I love fine art black and white images, but I don’t make many of them personally.  The removal of color opens up many creative opportunities.  Long exposure color casts aren’t an issue (the original image below has some color issues that would need correcting).  A black sky can easily be made interesting with gradients or by significantly darkening it beyond what would look appealing in color (such as the gradient I applied to the top of this blue sky).  And images that might otherwise be worthless in harsh mid-day sun can be turned into interesting works of art (which lets me shoot much throughout the day).
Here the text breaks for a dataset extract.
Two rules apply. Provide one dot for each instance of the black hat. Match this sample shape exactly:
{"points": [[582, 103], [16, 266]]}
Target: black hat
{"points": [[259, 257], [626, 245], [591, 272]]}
I’ve held back from doing more of these mostly due to the amount of time it takes to create images I love.  Luminosity masks can be extremely useful, but there are typically elements of B&W architectural images that still require hard edged masks (to isolate the sky, edges of buildings, etc).   I’ve been experimenting with ways to edit these B&W images without having to use the pen tool.

Buckingham Fountain Chicago - Black and White

As I typically do, I processed this image using multiple tools:

  • Lightroom was used for distortion correction, global tonal adjustments, and color noise reduction.  It was a hot Chicago morning, and the hot pink and blue pixels were popping up like crazy after multiple 4-minute exposures.  I’ve generally been happy with the a7Rii for long exposure work, but I don’t think it yet stands up to the relatively noise-free results I see from my D810. Thankfully, you can push the color noise reduction slider pretty hard in Lightroom to help reduce some of this.
  • Photoshop was used for black and white conversion, and content aware fill / patch / healing / cloning to remove the fountain foreground.
  • Lumenzia was used for detailed contrast adjustments to bring out detail and depth, dodging and burning to bring out better water detail, and refinement of the sky selection around hazy edges that the Quick Select/Wand tool couldn’t quit get.